A finished cake is often enhanced by covering it with icing, or frosting, and toppings such as sprinkles, which are also known as "jimmies" in certain parts of the United States and "hundreds and thousands" in the United Kingdom. Frosting is usually made from powdered (icing) sugar, sometimes a fat of some sort, milk or cream, and often flavorings such as vanilla extract or cocoa powder. Some decorators use a rolled fondant icing. Commercial bakeries tend to use lard for the fat, and often whip the lard to introduce air bubbles. This makes the icing light and spreadable. Home bakers either use lard, butter, margarine or some combination thereof. Sprinkles are small firm pieces of sugar and oils that are colored with food coloring. In the late 20th century, new cake decorating products became available to the public. These include several specialized sprinkles and even methods to print pictures and transfer the image onto a cake.
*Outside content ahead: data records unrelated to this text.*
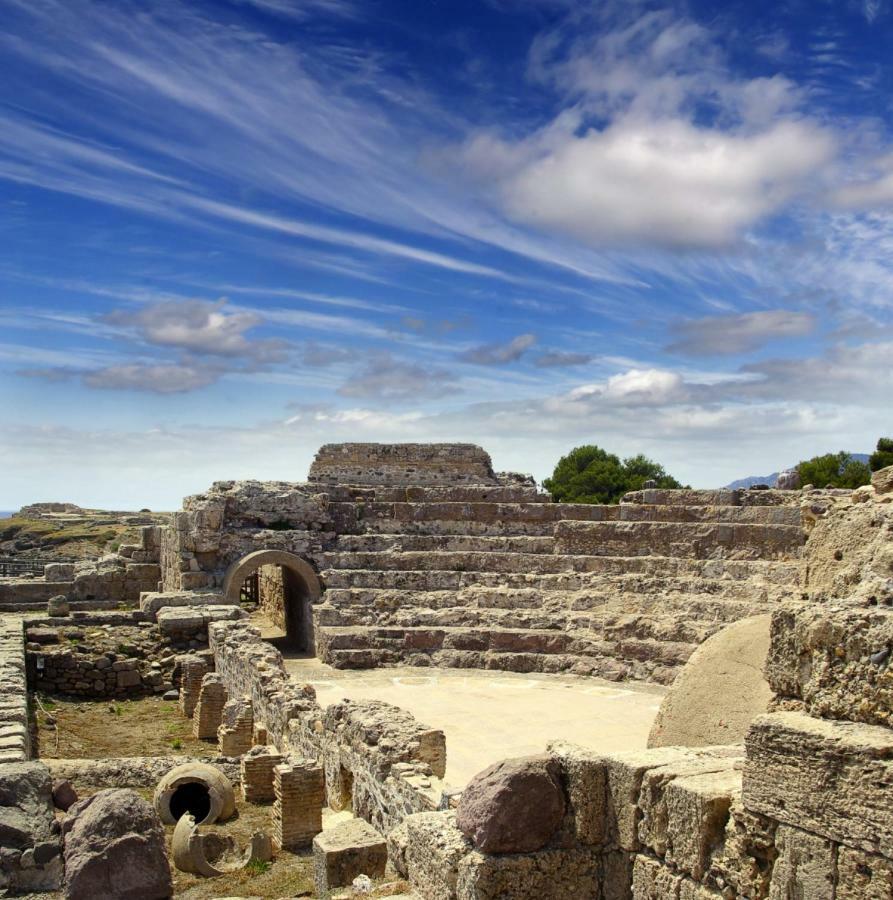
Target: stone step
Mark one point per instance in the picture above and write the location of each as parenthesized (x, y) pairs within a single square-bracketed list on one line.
[(720, 497), (697, 540), (40, 606), (606, 571), (462, 493), (584, 602), (743, 515), (538, 563), (481, 512), (458, 543), (504, 649), (457, 527), (691, 623)]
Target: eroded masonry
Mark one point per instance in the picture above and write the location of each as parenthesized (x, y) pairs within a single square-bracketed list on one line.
[(755, 786)]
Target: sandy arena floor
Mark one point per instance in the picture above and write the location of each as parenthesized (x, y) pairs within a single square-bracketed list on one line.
[(488, 716)]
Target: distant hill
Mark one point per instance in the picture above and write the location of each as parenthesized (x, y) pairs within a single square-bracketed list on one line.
[(751, 480)]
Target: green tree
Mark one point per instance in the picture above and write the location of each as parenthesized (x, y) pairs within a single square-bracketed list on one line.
[(834, 470), (882, 456), (589, 474)]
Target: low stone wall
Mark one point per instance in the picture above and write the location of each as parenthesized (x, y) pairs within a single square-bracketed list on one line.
[(416, 464), (378, 760), (15, 743), (109, 655)]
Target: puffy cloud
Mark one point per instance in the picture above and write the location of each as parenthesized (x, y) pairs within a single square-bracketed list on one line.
[(666, 182), (731, 334), (500, 354), (200, 326), (387, 379)]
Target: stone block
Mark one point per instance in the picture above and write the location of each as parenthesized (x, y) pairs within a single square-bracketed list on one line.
[(831, 778), (342, 853), (744, 861), (882, 480), (863, 876), (654, 825), (804, 868), (652, 880), (697, 813), (433, 849), (835, 657), (547, 875), (584, 774), (297, 811)]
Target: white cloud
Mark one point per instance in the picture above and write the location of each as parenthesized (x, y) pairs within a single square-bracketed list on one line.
[(200, 326), (731, 334), (387, 379), (665, 182), (499, 354), (160, 378)]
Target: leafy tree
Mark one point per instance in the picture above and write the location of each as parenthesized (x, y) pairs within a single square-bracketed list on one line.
[(589, 474), (834, 470), (882, 456)]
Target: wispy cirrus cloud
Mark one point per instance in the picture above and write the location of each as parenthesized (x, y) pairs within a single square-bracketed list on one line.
[(499, 354), (734, 334)]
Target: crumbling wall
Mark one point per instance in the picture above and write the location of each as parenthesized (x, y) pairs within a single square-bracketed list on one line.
[(271, 594), (800, 810), (402, 464), (392, 763)]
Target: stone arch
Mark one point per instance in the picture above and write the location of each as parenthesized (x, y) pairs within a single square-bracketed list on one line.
[(301, 589)]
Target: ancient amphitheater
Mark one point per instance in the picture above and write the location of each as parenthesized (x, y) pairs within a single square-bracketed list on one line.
[(767, 613)]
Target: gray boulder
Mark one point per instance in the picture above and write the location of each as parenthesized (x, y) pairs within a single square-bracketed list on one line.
[(514, 806), (114, 848)]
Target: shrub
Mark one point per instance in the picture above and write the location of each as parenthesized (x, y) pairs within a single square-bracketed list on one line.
[(839, 470), (589, 474), (882, 456)]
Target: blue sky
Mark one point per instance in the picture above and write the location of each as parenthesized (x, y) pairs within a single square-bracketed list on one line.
[(234, 231)]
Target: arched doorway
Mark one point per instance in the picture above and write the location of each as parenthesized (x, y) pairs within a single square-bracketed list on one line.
[(286, 587)]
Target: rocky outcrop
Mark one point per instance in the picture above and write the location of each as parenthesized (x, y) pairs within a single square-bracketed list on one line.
[(514, 806), (115, 849)]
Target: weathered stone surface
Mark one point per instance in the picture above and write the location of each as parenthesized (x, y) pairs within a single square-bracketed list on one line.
[(744, 861), (863, 876), (830, 778), (684, 806), (836, 658), (719, 690), (115, 849), (882, 480), (342, 853), (414, 464), (514, 806), (804, 868), (432, 849), (546, 875), (64, 795)]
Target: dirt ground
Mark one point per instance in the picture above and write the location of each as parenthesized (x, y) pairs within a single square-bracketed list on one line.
[(73, 729)]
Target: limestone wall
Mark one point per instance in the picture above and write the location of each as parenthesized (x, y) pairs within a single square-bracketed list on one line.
[(271, 594), (800, 810), (414, 464), (378, 760)]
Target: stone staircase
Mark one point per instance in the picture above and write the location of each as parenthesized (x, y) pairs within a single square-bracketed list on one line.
[(501, 578)]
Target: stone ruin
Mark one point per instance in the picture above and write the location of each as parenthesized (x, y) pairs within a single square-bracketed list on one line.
[(422, 555)]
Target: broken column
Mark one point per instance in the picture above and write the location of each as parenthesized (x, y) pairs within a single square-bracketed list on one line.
[(192, 670), (257, 774), (235, 734), (209, 709), (342, 853), (299, 788)]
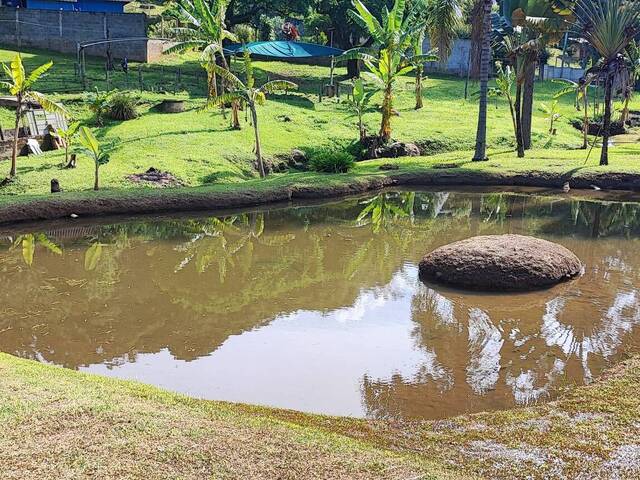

Special tools are needed for more complex cake decorating, such as piping bags or syringes, and various piping tips. To use a piping bag or syringe, a piping tip is attached to the bag or syringe using a coupler. The bag or syringe is partially filled with icing which is sometimes colored. Using different piping tips and various techniques, a cake decorator can make many different designs. Basic decorating tips include open star, closed star, basketweave, round, drop flower, leaf, multi, petal, and specialty tips. Royal icing, marzipan (or a less sweet version, known as almond paste), fondant icing (also known as sugarpaste) and buttercream are used as covering icings and to create decorations. Floral sugarcraft or wired sugar flowers are an important part of cake decoration. Cakes for special occasions, such as wedding cakes, are traditionally rich fruit cakes or occasionally Madeira cakes (also known as whisked or fatless sponge), that are covered with marzipan and either iced using royal icing or sugarpaste. They are finished with piped borders (made with royal icing) and adorned with a piped message, wired sugar flowers, hand-formed fondant flowers, marzipan fruit, piped flowers, or crystallized fruits or flowers such as grapes or violets. Some famous kits are the Betty Crocker kits.